Up to now I have been using a trash can as my single place to dump cutoffs and other woodworking waste. On some weeks my trashcan for curbside pickup would be full with scraps of all kinds. I figured I need some way to cut down on the waste.
My solution is to separate the hardwood scraps from other types of waste. Dried hard wood is great as a fire starter in my fireplace. That way it stays out of the landfill and serves a purpose too.
A trash can does not need to be anything special. A simple box made from low-grade plywood will do. I optimized the measurements to create the largest box using the least amount of plywood.
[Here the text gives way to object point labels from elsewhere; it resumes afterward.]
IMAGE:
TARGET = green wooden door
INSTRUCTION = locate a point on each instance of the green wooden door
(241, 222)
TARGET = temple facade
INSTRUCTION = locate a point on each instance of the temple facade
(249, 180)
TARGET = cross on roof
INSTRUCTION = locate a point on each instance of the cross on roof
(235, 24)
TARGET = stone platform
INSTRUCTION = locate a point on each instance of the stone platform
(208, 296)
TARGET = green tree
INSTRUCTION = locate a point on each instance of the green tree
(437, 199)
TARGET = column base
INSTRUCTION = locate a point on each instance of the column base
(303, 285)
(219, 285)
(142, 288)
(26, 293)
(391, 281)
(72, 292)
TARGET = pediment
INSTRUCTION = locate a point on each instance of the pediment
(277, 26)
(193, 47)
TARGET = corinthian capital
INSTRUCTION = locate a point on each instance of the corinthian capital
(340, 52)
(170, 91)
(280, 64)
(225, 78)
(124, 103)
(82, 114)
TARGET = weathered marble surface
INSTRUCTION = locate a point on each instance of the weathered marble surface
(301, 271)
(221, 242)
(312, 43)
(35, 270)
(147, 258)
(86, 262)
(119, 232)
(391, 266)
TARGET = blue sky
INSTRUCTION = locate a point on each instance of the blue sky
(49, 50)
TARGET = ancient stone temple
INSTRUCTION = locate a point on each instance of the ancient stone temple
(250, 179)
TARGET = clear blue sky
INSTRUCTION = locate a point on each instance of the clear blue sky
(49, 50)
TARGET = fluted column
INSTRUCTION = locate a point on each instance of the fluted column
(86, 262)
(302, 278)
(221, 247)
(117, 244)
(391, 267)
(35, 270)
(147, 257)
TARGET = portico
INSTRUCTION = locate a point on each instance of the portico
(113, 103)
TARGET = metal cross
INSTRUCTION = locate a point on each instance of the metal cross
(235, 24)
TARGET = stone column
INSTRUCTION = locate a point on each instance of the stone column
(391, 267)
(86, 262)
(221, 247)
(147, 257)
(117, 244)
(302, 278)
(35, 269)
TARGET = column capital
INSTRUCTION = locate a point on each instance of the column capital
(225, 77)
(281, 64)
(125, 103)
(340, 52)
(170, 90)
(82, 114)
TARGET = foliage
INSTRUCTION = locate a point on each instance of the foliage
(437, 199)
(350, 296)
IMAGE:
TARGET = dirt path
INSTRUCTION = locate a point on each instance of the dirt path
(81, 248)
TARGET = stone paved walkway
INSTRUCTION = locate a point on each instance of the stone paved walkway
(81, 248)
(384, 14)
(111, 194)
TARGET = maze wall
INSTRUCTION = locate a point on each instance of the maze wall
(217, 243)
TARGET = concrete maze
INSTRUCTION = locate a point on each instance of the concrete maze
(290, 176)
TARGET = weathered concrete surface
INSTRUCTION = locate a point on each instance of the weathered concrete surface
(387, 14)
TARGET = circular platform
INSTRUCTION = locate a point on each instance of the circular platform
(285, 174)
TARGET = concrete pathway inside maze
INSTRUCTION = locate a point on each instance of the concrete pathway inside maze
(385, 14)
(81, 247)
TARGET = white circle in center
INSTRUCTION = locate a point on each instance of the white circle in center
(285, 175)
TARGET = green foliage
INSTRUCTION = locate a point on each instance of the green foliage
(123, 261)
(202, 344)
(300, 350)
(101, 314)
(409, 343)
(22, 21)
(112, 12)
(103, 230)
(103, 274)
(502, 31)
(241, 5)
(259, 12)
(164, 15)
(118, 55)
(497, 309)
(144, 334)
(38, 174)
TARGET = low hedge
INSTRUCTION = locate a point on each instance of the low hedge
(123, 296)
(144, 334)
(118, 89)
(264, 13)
You can build this project with less than half a sheet of plywood. Take a look at the cutting diagram. The dimensions in the drawing are accurate for 3/4" plywood. The panels should be cut to the exact dimensions shown in the diagram.
The width of the side has been calculated for a material thickness of 3/4". If your plywood is thinner, which it probably is, cut the side panels slightly oversize. Trim the panels to fit after the joinery has been cut.
Making the cuts
The build requires only two operations. The panels need to be cut to size, and three panels need to be routed to create rabbet joints where the panels meet. Use your favorite method to size the panels. A table saw works best for this.
The front, back and bottom have 1/4" grooves on some sides that form the rabbets that accept the side panels. The front and back have grooves on the two side edges. The bottom has a groove all around.
The fastest way to rout this groove is on a router table with a sacrificial fence. One tool setup routes all grooves. 1/4" deep, 2/3" wide measured from the edge.
Assembly is straight forward. I used glue and brads to hold the sides together. Screws would make the box even stronger, but they are not really necessary. The glue is plenty strong to hold small pieces of wood. If you happen to have clamps in your shop, use them.
I built my version out of low grade plywood. The inside is going to get dinged up anyways. I added rollers to the bottom of the trash can so it can be easily move to where I am working. Most of the time the can is going to stay close to the chop saw, the most productive waste producer.
The dimensions of this build can be easily scaled up to produce a larger trash can. Some dimensions produce less waste when cut from a 8x4 sheet of plywood than others. If you find a good design, please share your dimensions with our community.
The rabbet joints are not really necessary. If you are in a hurry, you can use butt-joints reinforced with nails or screws. The box will not be as strong, but still plenty strong enough for what it is going to be used for.